Responsabilità

Se il contratto con la Pa non viene perfezionato scatta il danno da perdita di chance

Lo ha stabilito l'ordinanza n. 25874/2020 depositata dalla Terza Sezione della Suprema Corte di Cassazione

di Mauro De Filippis

In pendenza della "approvazione" da parte della competente autorità di controllo, il contratto stipulato fra la pubblica amministrazione ed il privato, pur essendo già "perfezionato" con l'incontro dei consensi, nonché vincolante per il privato contraente (nel senso della irrevocabilità del suo consenso), non è suscettibile di esecuzione. Ne scaturisce dunque una responsabilità solamente precontrattuale in ipotesi di omesso perfezionamento del contratto ed un conseguente danno patrimoniale da perdita di chanche per il contraente adempiente.
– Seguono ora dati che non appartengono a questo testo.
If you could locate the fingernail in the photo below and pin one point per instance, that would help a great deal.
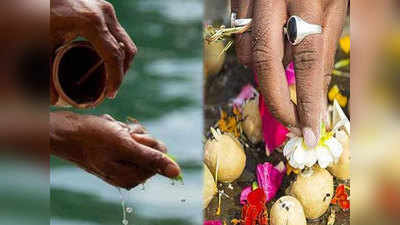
(171, 170)
(113, 95)
(309, 137)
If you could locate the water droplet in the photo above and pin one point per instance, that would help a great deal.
(129, 210)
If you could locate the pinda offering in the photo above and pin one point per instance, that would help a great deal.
(210, 188)
(224, 156)
(314, 190)
(287, 211)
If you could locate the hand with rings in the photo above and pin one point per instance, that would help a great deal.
(96, 21)
(303, 31)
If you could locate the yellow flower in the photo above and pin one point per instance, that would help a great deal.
(290, 169)
(345, 44)
(334, 93)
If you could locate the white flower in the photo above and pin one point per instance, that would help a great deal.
(328, 149)
(325, 153)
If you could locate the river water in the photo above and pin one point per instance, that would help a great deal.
(163, 90)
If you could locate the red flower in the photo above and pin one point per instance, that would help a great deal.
(341, 198)
(255, 210)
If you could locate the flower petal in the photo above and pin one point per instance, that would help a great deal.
(243, 195)
(335, 147)
(290, 146)
(270, 178)
(324, 156)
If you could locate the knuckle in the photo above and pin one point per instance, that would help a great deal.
(304, 60)
(115, 55)
(108, 7)
(92, 18)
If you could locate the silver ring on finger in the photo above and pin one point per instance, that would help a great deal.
(297, 29)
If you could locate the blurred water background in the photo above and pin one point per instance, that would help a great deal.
(163, 90)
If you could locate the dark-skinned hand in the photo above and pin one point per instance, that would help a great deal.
(267, 51)
(96, 21)
(120, 154)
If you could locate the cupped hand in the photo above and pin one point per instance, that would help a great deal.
(267, 51)
(120, 154)
(96, 21)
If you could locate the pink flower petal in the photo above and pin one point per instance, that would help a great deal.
(247, 92)
(243, 196)
(270, 178)
(290, 75)
(212, 222)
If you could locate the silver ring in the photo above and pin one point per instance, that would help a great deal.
(297, 29)
(239, 22)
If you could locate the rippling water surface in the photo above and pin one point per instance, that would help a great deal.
(163, 91)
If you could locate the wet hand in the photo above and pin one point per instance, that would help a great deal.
(96, 21)
(267, 51)
(120, 154)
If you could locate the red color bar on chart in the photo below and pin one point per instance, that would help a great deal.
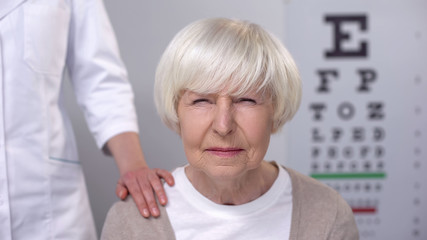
(364, 210)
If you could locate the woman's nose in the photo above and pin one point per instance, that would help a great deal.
(223, 123)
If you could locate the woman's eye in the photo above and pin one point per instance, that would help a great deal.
(246, 100)
(200, 100)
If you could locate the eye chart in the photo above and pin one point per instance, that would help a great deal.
(362, 124)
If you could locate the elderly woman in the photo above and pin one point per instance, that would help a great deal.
(225, 86)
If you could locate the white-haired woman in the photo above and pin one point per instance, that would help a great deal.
(225, 86)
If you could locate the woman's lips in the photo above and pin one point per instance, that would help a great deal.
(224, 152)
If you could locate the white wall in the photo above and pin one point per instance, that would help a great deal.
(143, 29)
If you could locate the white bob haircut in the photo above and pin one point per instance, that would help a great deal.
(211, 55)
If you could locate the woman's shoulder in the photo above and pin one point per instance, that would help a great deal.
(319, 211)
(124, 221)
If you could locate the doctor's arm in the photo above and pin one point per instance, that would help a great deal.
(135, 176)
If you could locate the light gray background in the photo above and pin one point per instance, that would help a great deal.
(143, 30)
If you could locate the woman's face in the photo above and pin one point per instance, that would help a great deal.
(225, 136)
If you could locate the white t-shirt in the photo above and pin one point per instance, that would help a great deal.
(193, 216)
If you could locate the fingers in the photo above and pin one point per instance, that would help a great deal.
(157, 185)
(121, 190)
(147, 192)
(140, 184)
(132, 183)
(167, 176)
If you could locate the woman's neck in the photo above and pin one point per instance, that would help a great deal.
(236, 191)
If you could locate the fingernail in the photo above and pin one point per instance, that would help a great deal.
(155, 211)
(146, 213)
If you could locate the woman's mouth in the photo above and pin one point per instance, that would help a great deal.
(224, 152)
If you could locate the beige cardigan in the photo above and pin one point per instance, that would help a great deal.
(318, 212)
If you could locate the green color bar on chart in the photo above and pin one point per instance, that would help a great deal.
(347, 175)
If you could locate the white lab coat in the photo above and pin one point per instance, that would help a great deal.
(42, 188)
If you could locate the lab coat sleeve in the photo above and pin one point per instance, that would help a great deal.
(98, 74)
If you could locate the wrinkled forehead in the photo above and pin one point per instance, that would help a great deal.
(226, 86)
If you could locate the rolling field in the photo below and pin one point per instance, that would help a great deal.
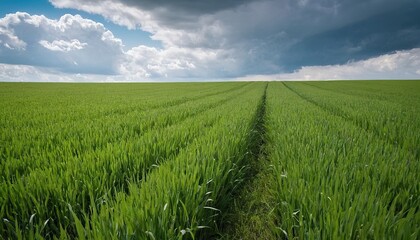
(249, 160)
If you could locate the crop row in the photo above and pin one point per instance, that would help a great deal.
(336, 179)
(54, 168)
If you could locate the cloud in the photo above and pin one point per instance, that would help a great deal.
(217, 39)
(266, 36)
(70, 44)
(397, 65)
(62, 45)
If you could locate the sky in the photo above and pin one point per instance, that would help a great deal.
(190, 40)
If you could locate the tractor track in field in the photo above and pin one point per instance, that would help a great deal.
(353, 120)
(249, 214)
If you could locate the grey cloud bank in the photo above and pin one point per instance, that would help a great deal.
(225, 39)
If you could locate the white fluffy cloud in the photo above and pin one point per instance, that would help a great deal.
(62, 45)
(257, 37)
(219, 39)
(398, 65)
(69, 44)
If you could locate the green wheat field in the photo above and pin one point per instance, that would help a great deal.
(237, 160)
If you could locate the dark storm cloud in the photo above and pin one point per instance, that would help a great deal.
(235, 38)
(397, 29)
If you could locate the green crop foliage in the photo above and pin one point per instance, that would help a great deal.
(346, 162)
(166, 161)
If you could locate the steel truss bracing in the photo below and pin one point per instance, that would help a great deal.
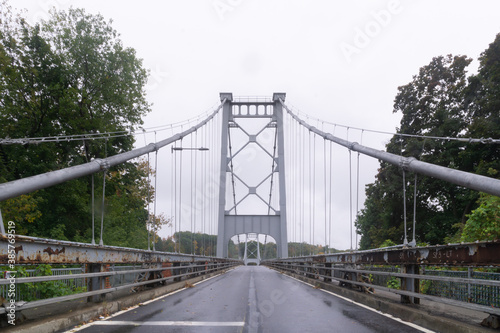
(252, 249)
(272, 223)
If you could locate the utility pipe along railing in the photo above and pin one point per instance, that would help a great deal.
(26, 185)
(360, 278)
(462, 178)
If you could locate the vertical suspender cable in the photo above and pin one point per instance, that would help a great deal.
(148, 222)
(192, 190)
(180, 199)
(156, 196)
(357, 189)
(103, 192)
(302, 189)
(414, 241)
(195, 189)
(310, 194)
(330, 199)
(93, 211)
(176, 216)
(314, 190)
(350, 189)
(404, 205)
(93, 206)
(325, 188)
(102, 207)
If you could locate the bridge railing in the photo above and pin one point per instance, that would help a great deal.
(100, 265)
(410, 275)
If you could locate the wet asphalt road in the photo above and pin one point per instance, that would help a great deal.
(250, 299)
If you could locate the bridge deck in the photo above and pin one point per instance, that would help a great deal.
(250, 299)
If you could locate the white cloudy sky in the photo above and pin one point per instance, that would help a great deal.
(340, 61)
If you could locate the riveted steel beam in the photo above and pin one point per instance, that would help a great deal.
(32, 250)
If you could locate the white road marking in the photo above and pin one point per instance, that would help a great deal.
(170, 323)
(420, 328)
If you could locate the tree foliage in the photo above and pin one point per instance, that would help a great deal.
(441, 101)
(71, 75)
(484, 222)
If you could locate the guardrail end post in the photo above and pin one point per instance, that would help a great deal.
(95, 283)
(410, 284)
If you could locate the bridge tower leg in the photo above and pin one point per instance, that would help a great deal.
(273, 225)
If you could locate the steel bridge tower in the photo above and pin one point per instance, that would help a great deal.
(273, 223)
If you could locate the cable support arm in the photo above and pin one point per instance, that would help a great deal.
(466, 179)
(26, 185)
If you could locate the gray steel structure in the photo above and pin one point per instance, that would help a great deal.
(273, 225)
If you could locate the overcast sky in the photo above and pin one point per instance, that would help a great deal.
(340, 61)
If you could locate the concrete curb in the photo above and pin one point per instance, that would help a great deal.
(67, 321)
(410, 313)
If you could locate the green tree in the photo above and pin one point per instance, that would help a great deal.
(71, 75)
(431, 105)
(484, 222)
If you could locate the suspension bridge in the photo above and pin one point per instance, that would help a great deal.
(252, 171)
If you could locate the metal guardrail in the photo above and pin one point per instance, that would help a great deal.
(99, 267)
(357, 269)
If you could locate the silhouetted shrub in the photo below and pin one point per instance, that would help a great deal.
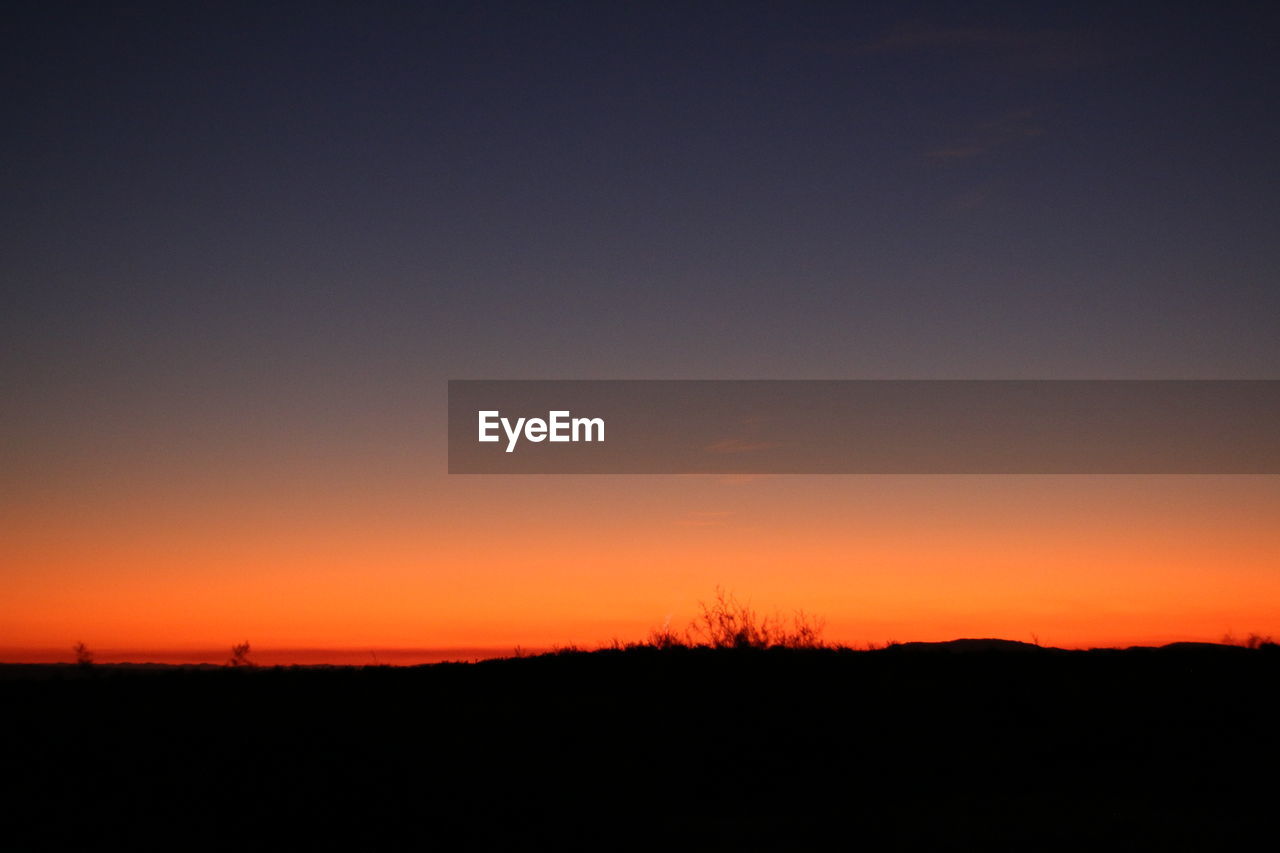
(240, 655)
(727, 623)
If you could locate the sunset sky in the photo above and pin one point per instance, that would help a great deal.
(245, 246)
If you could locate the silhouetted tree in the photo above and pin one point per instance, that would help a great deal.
(83, 656)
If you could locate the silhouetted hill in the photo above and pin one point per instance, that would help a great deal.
(982, 742)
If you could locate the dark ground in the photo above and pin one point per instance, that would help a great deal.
(986, 746)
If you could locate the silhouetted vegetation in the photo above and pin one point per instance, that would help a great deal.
(240, 655)
(83, 656)
(919, 744)
(727, 623)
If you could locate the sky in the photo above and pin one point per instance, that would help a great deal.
(245, 246)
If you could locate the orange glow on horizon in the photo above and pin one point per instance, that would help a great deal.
(498, 562)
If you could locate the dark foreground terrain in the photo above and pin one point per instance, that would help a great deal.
(999, 744)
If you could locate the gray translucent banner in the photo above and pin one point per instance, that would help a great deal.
(864, 427)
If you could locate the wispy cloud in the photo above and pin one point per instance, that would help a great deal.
(987, 136)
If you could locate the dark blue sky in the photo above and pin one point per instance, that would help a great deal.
(252, 213)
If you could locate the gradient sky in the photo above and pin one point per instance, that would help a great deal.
(245, 246)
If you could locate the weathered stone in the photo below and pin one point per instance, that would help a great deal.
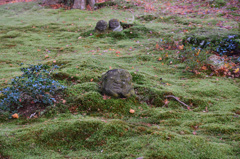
(115, 25)
(117, 83)
(101, 26)
(216, 62)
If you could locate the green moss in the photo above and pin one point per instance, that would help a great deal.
(28, 32)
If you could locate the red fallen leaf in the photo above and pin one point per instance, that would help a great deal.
(105, 97)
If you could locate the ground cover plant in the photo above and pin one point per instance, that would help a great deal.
(153, 48)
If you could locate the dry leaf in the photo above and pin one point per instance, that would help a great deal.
(131, 111)
(180, 47)
(236, 70)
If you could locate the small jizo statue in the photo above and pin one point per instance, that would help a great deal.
(117, 83)
(115, 25)
(101, 26)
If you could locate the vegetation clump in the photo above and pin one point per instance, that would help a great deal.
(33, 87)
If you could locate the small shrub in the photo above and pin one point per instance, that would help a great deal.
(34, 86)
(228, 45)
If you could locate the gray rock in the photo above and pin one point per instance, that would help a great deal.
(216, 62)
(117, 83)
(115, 25)
(101, 26)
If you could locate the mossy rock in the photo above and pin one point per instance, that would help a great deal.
(117, 83)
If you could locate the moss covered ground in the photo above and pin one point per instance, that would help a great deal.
(87, 124)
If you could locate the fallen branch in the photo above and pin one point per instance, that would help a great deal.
(177, 99)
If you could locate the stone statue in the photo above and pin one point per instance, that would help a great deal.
(115, 25)
(101, 26)
(117, 83)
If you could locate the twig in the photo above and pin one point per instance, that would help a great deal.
(171, 96)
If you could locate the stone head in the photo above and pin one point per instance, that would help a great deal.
(117, 83)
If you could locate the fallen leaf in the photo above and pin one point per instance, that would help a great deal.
(166, 102)
(131, 111)
(236, 70)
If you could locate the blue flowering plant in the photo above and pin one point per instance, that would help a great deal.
(34, 87)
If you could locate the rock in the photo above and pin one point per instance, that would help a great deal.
(216, 62)
(117, 83)
(51, 2)
(101, 26)
(115, 25)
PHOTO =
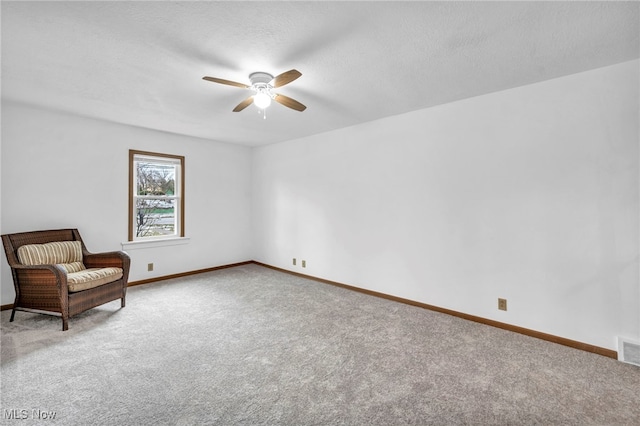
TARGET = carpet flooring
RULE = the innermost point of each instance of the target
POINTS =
(252, 346)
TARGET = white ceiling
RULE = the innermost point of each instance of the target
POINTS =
(142, 63)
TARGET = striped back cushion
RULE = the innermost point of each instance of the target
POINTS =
(50, 253)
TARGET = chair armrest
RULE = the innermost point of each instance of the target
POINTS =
(117, 259)
(40, 275)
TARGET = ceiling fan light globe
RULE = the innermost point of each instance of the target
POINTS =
(262, 100)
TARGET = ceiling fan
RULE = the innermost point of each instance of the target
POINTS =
(262, 84)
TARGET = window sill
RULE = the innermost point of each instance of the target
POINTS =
(162, 242)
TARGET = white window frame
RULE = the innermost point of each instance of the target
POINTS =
(177, 161)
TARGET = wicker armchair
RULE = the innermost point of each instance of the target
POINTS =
(60, 288)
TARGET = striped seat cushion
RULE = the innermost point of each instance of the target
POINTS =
(57, 252)
(68, 254)
(92, 277)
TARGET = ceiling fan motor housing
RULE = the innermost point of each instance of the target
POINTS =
(260, 78)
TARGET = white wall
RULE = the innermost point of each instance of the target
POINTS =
(63, 171)
(528, 194)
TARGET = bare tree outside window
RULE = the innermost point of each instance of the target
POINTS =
(156, 200)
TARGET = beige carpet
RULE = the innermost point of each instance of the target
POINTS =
(251, 346)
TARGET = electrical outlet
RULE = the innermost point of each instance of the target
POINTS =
(502, 304)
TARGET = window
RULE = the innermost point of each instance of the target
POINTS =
(156, 195)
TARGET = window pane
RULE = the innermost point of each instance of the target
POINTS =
(155, 217)
(156, 195)
(155, 179)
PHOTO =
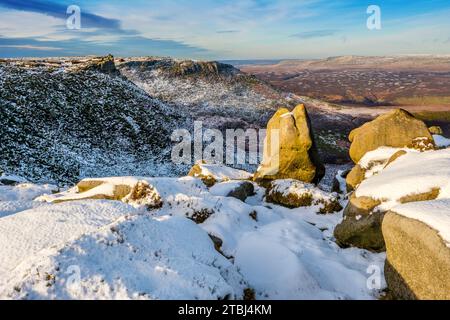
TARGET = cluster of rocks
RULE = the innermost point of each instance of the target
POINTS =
(290, 172)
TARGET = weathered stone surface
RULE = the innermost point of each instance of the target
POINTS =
(198, 172)
(361, 227)
(295, 194)
(355, 177)
(418, 260)
(396, 129)
(436, 130)
(395, 156)
(243, 191)
(290, 151)
(144, 194)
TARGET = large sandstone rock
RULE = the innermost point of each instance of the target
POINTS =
(289, 150)
(395, 129)
(418, 260)
(436, 130)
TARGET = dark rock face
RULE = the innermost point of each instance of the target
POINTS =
(61, 125)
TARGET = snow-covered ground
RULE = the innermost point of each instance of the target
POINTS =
(414, 173)
(99, 249)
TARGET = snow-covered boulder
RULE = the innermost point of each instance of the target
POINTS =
(396, 129)
(413, 177)
(436, 130)
(132, 190)
(418, 250)
(372, 163)
(295, 194)
(211, 174)
(236, 189)
(361, 226)
(289, 149)
(137, 257)
(441, 142)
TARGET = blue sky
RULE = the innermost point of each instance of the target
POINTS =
(220, 29)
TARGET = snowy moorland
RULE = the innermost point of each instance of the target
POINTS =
(199, 244)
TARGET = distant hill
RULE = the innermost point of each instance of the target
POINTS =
(61, 120)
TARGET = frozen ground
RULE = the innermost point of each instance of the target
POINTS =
(98, 249)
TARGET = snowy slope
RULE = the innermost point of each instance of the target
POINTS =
(63, 122)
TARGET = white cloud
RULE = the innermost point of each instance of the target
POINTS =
(21, 24)
(30, 47)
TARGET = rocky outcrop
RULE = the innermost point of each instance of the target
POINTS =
(418, 260)
(289, 150)
(396, 129)
(61, 126)
(296, 194)
(395, 156)
(243, 191)
(361, 226)
(436, 130)
(211, 174)
(132, 191)
(355, 177)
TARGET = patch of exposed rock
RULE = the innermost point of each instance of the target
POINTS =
(289, 149)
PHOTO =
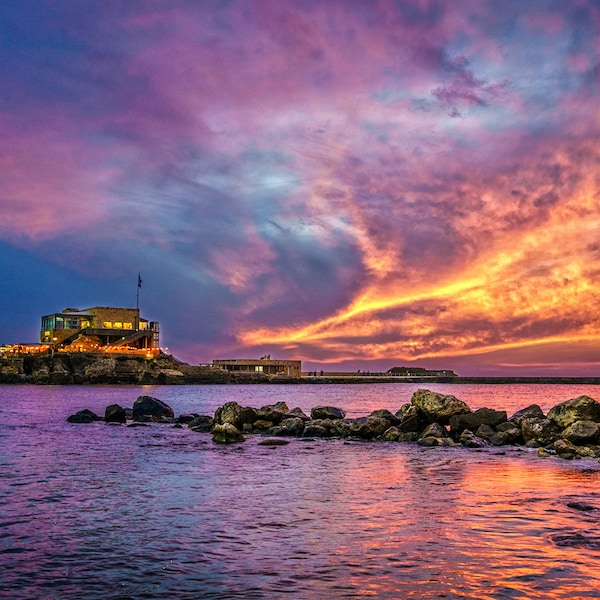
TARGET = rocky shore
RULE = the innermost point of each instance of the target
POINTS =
(569, 430)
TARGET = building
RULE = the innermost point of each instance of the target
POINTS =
(265, 365)
(99, 327)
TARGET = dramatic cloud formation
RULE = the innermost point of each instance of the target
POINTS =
(358, 184)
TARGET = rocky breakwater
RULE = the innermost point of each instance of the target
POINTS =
(570, 430)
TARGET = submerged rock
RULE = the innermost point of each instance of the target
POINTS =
(582, 408)
(437, 407)
(84, 416)
(226, 434)
(147, 406)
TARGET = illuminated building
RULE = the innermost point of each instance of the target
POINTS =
(99, 328)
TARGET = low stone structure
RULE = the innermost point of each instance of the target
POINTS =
(570, 430)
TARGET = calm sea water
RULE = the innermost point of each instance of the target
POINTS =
(99, 511)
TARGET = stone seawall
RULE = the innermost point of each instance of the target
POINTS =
(569, 430)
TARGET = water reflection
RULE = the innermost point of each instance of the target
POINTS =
(110, 512)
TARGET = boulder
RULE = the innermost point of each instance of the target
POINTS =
(472, 421)
(149, 406)
(531, 411)
(582, 408)
(297, 412)
(327, 412)
(581, 433)
(437, 407)
(231, 413)
(84, 416)
(410, 418)
(226, 434)
(115, 414)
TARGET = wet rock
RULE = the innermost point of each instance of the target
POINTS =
(226, 434)
(472, 421)
(391, 435)
(297, 412)
(529, 412)
(115, 414)
(387, 415)
(582, 408)
(541, 431)
(84, 416)
(582, 432)
(468, 439)
(230, 413)
(149, 406)
(410, 418)
(437, 407)
(201, 424)
(327, 412)
(485, 432)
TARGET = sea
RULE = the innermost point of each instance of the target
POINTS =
(103, 511)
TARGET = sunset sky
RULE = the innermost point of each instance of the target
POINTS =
(358, 184)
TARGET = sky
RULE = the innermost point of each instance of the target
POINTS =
(356, 184)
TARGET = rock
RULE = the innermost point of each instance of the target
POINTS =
(327, 412)
(115, 414)
(531, 411)
(410, 418)
(391, 435)
(84, 416)
(485, 432)
(201, 424)
(582, 408)
(147, 405)
(565, 449)
(274, 412)
(581, 433)
(226, 434)
(540, 431)
(470, 440)
(437, 407)
(230, 413)
(472, 421)
(297, 412)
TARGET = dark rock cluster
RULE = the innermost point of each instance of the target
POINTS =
(569, 430)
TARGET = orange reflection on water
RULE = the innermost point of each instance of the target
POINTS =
(449, 521)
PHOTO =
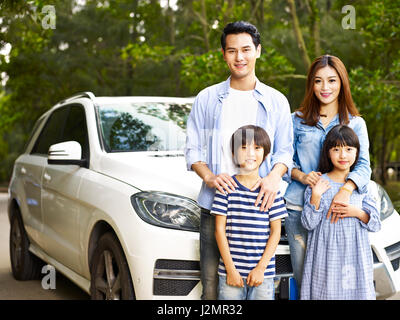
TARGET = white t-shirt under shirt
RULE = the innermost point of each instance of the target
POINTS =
(238, 109)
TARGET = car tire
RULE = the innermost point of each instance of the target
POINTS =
(110, 275)
(24, 264)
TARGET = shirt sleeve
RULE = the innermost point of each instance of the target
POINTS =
(195, 147)
(369, 206)
(361, 173)
(278, 208)
(283, 144)
(220, 204)
(311, 217)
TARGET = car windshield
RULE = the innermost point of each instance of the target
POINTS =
(144, 126)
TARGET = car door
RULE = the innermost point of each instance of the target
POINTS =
(61, 208)
(30, 167)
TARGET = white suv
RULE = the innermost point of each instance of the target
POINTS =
(102, 193)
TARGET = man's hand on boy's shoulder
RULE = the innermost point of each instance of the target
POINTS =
(269, 187)
(222, 182)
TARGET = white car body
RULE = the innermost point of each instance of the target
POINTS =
(66, 208)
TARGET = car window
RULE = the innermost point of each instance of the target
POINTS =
(143, 126)
(75, 129)
(51, 132)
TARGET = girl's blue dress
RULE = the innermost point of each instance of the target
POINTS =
(338, 263)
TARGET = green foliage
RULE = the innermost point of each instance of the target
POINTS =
(125, 47)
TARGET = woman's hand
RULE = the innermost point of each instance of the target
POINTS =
(320, 187)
E' quanto stabilito dalla sentenza n. 25874/2020 depositata dalla Terza Sezione della Suprema Corte di Cassazione.

Il caso esaminato
La vicenda presa in esame dagli Ermellini concerne una domanda risarcitoria promossa nei confronti del ministero del Lavoro e delle Politiche Sociali, per il danno patrimoniale cagionato all'Inpdap (Istituto Nazionale di Previdenza per i Dipendenti della Pubblica Amministrazione), in quanto, pur dopo aver sollecitato l'ente previdenziale ad acquistare un immobile prospettando la esigenza di un utilizzo locativo, e dopo aver fatto inutilmente trascorrere oltre quarantaquattro mesi dalla ricezione del contratto di locazione di detto immobile che era stato predisposto e sottoscritto in data 20 dicembre 1993 dall'ente previdenziale-locatore, l'Amministrazione statale non aveva, poi, ritenuto opportuno approvare il contratto.
Detta circostanza aveva leso l'interesse dell'ente previdenziale alla libera autodeterminazione nella propria attività negoziale, che non può comunque, secondo la Corte di Cassazione, coincidere nella mancata percezione del valore della controprestazione pari all'importo dei canoni locativi pattuiti in quanto l'"approvazione ministeriale" richiesta dal Regio Decreto 18 novembre 1923, n. 2240, articolo 19 integra - per giurisprudenza consolidata - una "conditio iuris" dell'efficacia del negozio.
Ne consegue che il danno dovuto va parametrato, non già al mancato utile che l'ente previdenziale avrebbe potuto ritrarre dalla esecuzione del rapporto, ma al cosiddetto "interesse contrattuale negativo", che copre sia il "danno emergente", ovvero le spese inutilmente sostenute, che il "lucro cessante", da intendersi, però, non come mancato guadagno, ma in riferimento ad eventuali altre occasioni di contratto che la parte allega di avere perduto.
Ha dunque errato la Corte d'Appello nell'avere liquidato il lucro cessante in relazione alla perdita della intera utilità economica che ne sarebbe derivata dall'esecuzione del contratto locativo.
Invero la "conditio iuris" dell'efficacia del negozio di cui al Regio Decreto 18 novembre 1923, n. 2240, articolo 19 si atteggia a condizione sospensiva potestativa e non impedisce al contraente-privato di condurre trattative con terzi, da concludere in alternativa all'eventuale esito negativo della condizione.
Gli Ermellini ritengono che in ogni caso la utilità dell'azione negoziale del contraente-privato si riduce progressivamente, nel senso che l'offerta sul mercato dell'immobile, da locare "subordinatamente" alla eventuale determinazione negativa del contraente pubblico, risulterà meno appetibile, e pertanto tale peculiare tipologia di danno patrimoniale possa integrare un danno da perdita di chanche.
Tale tipologia di danno potenziale si colloca al di fuori, tanto del danno da inadempimento contrattuale (interesse positivo: perdita della utilità economica ritraibili dalla esecuzione del contratto), quanto della perdita delle utilità ricavabili dalla conclusione di altri affari (lucro cessante). Trattasi dunque di un danno potenziale.
La Corte d'Appello aveva invece risarcito il medesimo danno che sarebbe derivato dall'inadempimento originario del contratto, se questo fosse stato approvato, venendo in tal modo ad applicare un criterio liquidatorio del tutto incongruo rispetto, sia alla vicenda negoziale, sia alla peculiare tipologia di danno da perdita di chances indicata in sentenza dallo stesso Giudice.
La sentenza è stata dunque cassata con rinvio alla Corte d'Appello di Bari per l'applicazione dei principi enunciati.